Outra motivação da empresa é a busca por mais mercados. “Se for para entrar na Europa, queremos já ter isso pronto”, projeta Gugel. Segundo ele, até o momento a São Salvador limitou as exportações no Velho Continente ao Reino Unido, já que a União Europeia é mais exigente.
Inovação
A participação no programa é vista pela Aquapolo como uma chance de estruturar um novo serviço.
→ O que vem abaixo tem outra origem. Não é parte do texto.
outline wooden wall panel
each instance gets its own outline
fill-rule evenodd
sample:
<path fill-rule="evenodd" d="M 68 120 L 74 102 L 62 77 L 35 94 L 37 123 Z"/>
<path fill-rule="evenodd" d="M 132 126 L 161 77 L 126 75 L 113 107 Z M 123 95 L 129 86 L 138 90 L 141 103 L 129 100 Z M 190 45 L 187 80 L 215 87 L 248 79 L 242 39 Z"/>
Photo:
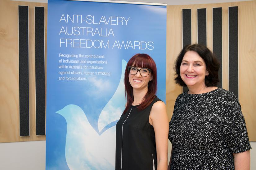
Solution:
<path fill-rule="evenodd" d="M 192 42 L 195 43 L 197 42 L 195 38 L 197 37 L 197 23 L 195 11 L 198 8 L 206 8 L 207 46 L 212 50 L 212 8 L 222 8 L 222 88 L 228 90 L 228 8 L 234 6 L 238 7 L 239 100 L 250 140 L 255 141 L 256 115 L 254 113 L 253 104 L 256 101 L 256 90 L 254 88 L 256 85 L 256 74 L 254 73 L 255 68 L 254 66 L 256 62 L 256 1 L 167 6 L 166 106 L 170 119 L 175 100 L 182 91 L 182 87 L 176 84 L 173 80 L 173 67 L 176 57 L 182 46 L 181 40 L 182 9 L 191 9 Z"/>
<path fill-rule="evenodd" d="M 19 127 L 18 5 L 28 6 L 29 11 L 30 136 L 24 137 L 19 136 Z M 45 139 L 45 136 L 36 135 L 35 6 L 45 7 L 46 28 L 47 4 L 0 1 L 0 142 Z M 45 45 L 46 32 L 46 29 Z"/>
A empresa é fruto de uma parceria entre a GS Inima Industrial e a Companhia de Saneamento Básico do Estado de São Paulo (Sabesp), e fornece água de reuso para o Polo Petroquímico de Capuava e indústrias da região do ABC Paulista.
No futuro, planeja passar a vender “créditos de água”, em um formato parecido ao dos créditos de carbono. Assim, uma indústria pagaria à Aquapolo para liberar na natureza a mesma quantidade de água limpa que foi poluída na operação. Essa água nova poderia até ser utilizada pela própria empresa que comprou os créditos. “O projeto transforma porque apoia a empresa a fazer o próprio cálculo, mas tem uma metodologia validada”, afirma Márcio José, diretor-presidente da Aquapolo Ambiental.
Para Márcio, ter um planejamento específico também ajudará a Aquapolo a atingir as metas ambientais antes de começar a vender os créditos. “Até 2025 temos compromisso de zerar a pegada hídrica. O segundo passo é conhecer bem o conceito para poder adaptar e criar as metodologias de crédito”, prevê.
Nas próximas edições do projeto, as pesquisadoras projetam atrair mais empresas e em outras formas. “Estamos pensando em outro formato, num modelo mais simplificado de análise de pegada hídrica para ter mais empresas”, conta Picoli. A nova edição deve ser realizada em 2026, após o término da atual.